Так, респондент проявляет авторитарную агрессию, он в целом весьма нетерпимый человек. Респондент до такой степени ненавидит свою мать, что говорит: «честно говоря, когда она померла, я даже обрадовался». Так, рассуждая о людях, которые, по словам респондента, «разворовали и развалили страну», респондент предлагает наказывать «очень мучительно. Таких людей не вешали на сучьях, а разрывали березами».

Об агрессивности говорят и результаты теста «несуществующее животное» — респондент нарисовал сфинкса, который «питается людьми».

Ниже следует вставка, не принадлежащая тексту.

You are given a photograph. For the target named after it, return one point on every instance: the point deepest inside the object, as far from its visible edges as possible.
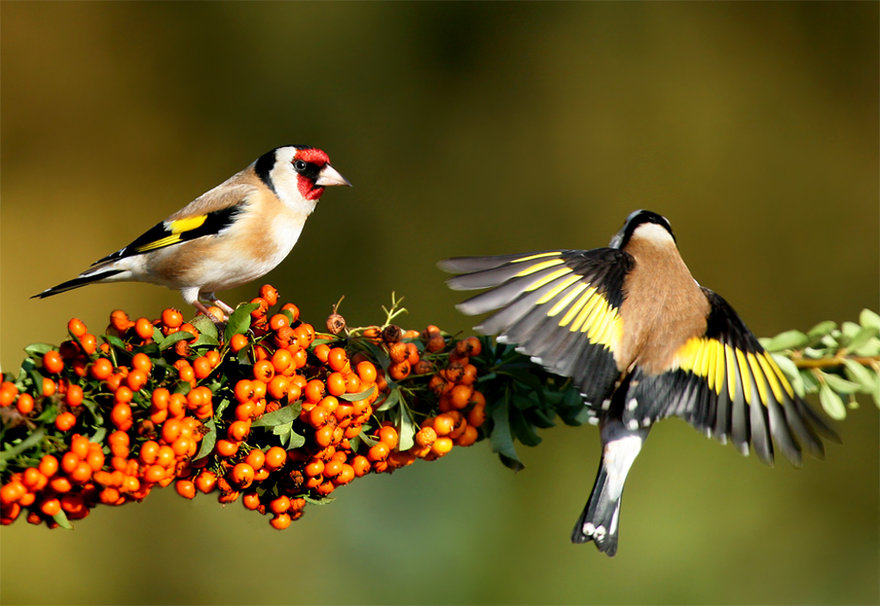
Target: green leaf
(862, 336)
(868, 318)
(869, 349)
(170, 340)
(38, 349)
(406, 429)
(790, 339)
(361, 395)
(32, 440)
(285, 414)
(240, 320)
(831, 403)
(502, 438)
(208, 440)
(839, 384)
(790, 370)
(392, 399)
(861, 375)
(821, 329)
(117, 343)
(207, 331)
(61, 519)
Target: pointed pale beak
(330, 176)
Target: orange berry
(378, 452)
(332, 468)
(278, 386)
(322, 352)
(324, 436)
(305, 334)
(120, 416)
(185, 488)
(388, 435)
(441, 446)
(202, 367)
(367, 372)
(25, 403)
(172, 318)
(400, 370)
(76, 327)
(276, 457)
(256, 459)
(206, 481)
(468, 437)
(318, 416)
(425, 436)
(74, 395)
(101, 368)
(282, 360)
(336, 384)
(238, 342)
(279, 505)
(136, 380)
(144, 328)
(269, 293)
(48, 466)
(65, 421)
(337, 358)
(244, 390)
(263, 371)
(460, 396)
(226, 448)
(443, 424)
(89, 343)
(242, 475)
(314, 390)
(435, 343)
(280, 521)
(238, 430)
(277, 321)
(259, 390)
(52, 362)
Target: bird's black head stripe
(633, 221)
(263, 166)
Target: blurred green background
(466, 129)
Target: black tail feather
(599, 520)
(76, 283)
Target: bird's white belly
(235, 266)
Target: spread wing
(559, 307)
(727, 385)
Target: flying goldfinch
(228, 236)
(643, 341)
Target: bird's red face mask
(315, 173)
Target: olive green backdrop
(466, 129)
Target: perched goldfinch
(228, 236)
(642, 340)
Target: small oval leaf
(832, 403)
(790, 339)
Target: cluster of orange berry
(258, 406)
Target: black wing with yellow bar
(559, 307)
(727, 385)
(169, 233)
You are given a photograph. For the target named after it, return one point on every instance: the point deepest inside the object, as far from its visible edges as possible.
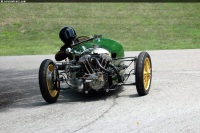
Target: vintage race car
(96, 63)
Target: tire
(143, 73)
(48, 88)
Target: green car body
(112, 46)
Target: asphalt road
(173, 104)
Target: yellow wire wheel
(143, 73)
(49, 85)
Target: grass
(32, 28)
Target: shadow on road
(22, 91)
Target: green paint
(108, 44)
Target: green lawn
(32, 28)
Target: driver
(67, 35)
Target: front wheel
(143, 73)
(49, 85)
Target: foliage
(32, 28)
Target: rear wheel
(49, 87)
(143, 73)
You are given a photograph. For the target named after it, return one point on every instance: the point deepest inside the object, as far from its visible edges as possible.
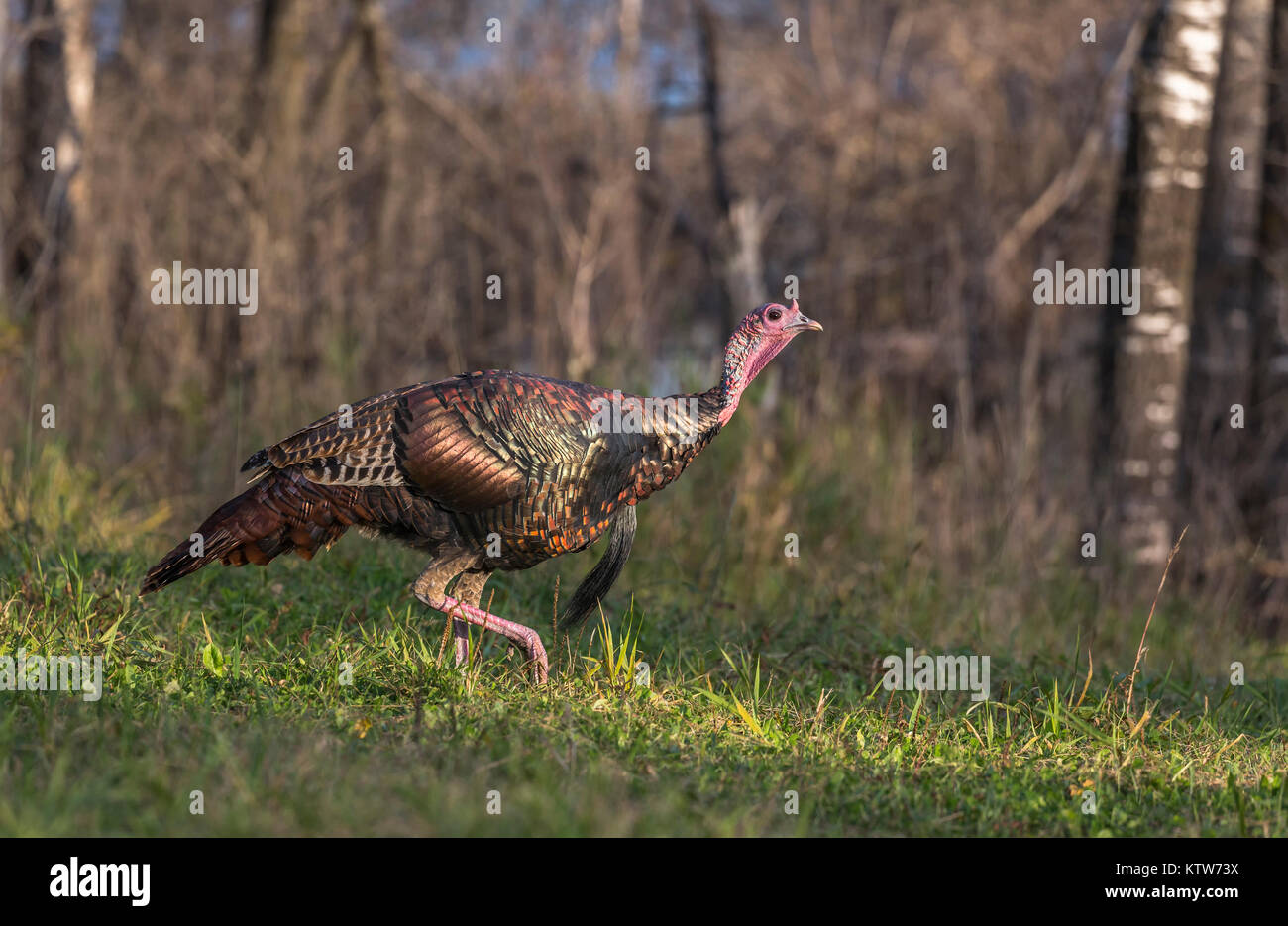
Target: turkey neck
(677, 428)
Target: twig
(1140, 650)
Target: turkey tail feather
(273, 517)
(605, 572)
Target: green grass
(230, 682)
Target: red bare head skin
(755, 342)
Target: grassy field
(231, 685)
(765, 678)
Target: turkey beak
(804, 324)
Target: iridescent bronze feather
(487, 470)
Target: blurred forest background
(767, 158)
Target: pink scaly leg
(469, 588)
(429, 590)
(524, 638)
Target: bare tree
(1155, 231)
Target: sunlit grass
(322, 698)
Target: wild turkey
(483, 471)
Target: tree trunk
(1222, 335)
(1157, 231)
(1267, 420)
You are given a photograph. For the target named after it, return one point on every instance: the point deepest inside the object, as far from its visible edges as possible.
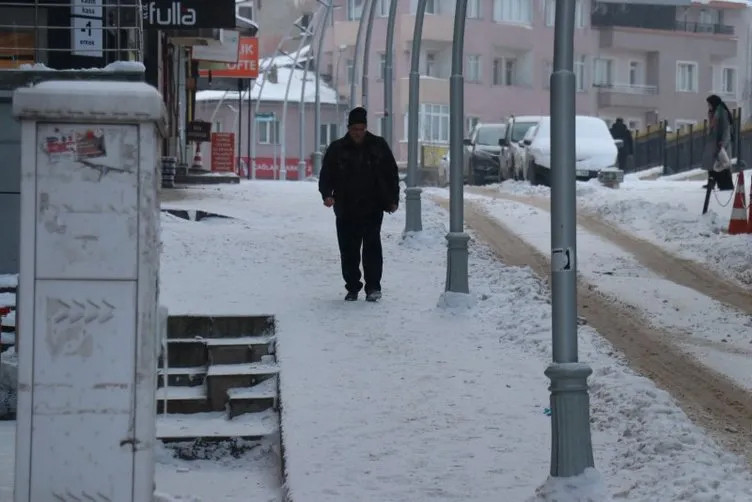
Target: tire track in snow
(711, 400)
(681, 271)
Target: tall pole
(389, 73)
(358, 36)
(366, 52)
(413, 211)
(251, 82)
(317, 110)
(571, 447)
(457, 239)
(283, 139)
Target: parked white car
(595, 150)
(512, 148)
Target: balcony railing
(638, 19)
(627, 88)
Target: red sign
(247, 65)
(268, 169)
(223, 151)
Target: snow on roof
(133, 66)
(276, 92)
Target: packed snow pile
(587, 487)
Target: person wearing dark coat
(359, 178)
(720, 128)
(620, 131)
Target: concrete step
(239, 350)
(186, 376)
(216, 426)
(183, 399)
(260, 397)
(219, 326)
(220, 378)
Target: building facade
(644, 63)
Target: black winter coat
(362, 179)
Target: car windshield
(490, 135)
(519, 129)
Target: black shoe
(373, 296)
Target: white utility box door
(87, 304)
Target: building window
(579, 73)
(549, 13)
(382, 9)
(354, 9)
(350, 69)
(505, 71)
(328, 133)
(431, 64)
(433, 124)
(473, 68)
(513, 11)
(728, 80)
(635, 76)
(268, 131)
(686, 76)
(603, 72)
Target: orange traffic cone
(739, 223)
(198, 163)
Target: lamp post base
(413, 221)
(571, 445)
(457, 259)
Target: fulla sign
(188, 14)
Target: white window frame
(382, 9)
(722, 87)
(694, 84)
(431, 64)
(637, 66)
(549, 13)
(513, 11)
(433, 123)
(474, 70)
(580, 69)
(353, 11)
(268, 131)
(609, 77)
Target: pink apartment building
(642, 62)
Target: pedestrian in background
(716, 155)
(359, 178)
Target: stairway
(220, 381)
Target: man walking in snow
(359, 179)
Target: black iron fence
(682, 150)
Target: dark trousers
(352, 235)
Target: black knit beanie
(357, 116)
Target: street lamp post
(358, 36)
(457, 239)
(283, 140)
(413, 221)
(366, 53)
(571, 447)
(317, 106)
(389, 73)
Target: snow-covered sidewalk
(407, 400)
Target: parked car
(595, 150)
(481, 153)
(512, 149)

Авторитарное подчинение у респондента проявляется весьма своеобразно. С одной стороны, у него есть авторитеты (отец, друзья); по его словам, в некоторых вопросах над ним «довлели великие», а с другой — авторитарное подчинение проявляется в инверсированом виде — «бунта» против авторитетов. Так, отец респондента во многих вопросах «был непререкаемым авторитетом». Респондент спорил с ним: «всегда пытался возражать, оппонировать. И, может быть, не потому, что я был убежден, а потому, что хотел хоть в чем-то ему возразить». Сергей также старался спорить с учителями в школе (которые, по его словам, были «диктаторского» типа), в институте — с преподавателями; так, один из курсов респондент, по его словам, сдавал 39 раз. Респондент, вероятно, соответствует выделенному Т. Адорно подтипу «авторитарной личности» — типу «бунтовщика-психопата». Этот тип возникает в случае, когда вместо идентификации с родительским авторитетом проявляется бунт, что приводит к иррациональной и слепой ненависти к любому авторитету, сопровождающейся тайной готовностью «сдаться» и протянуть руку «ненавистной силе».*

* Адорно Т. Типы и синдромы // Социс, 1993. № 3.

Что касается конвенционализма, то его проявлений в интервью респондента не наблюдается. Более того, респондент иногда склонен вести себя нестандартно — так, в 38 лет начал играть в шахматы. Когнитивный стиль респондента, очевидно, отличается интегративной сложностью — в ходе интервью респондент использует метафоры, образные выражения.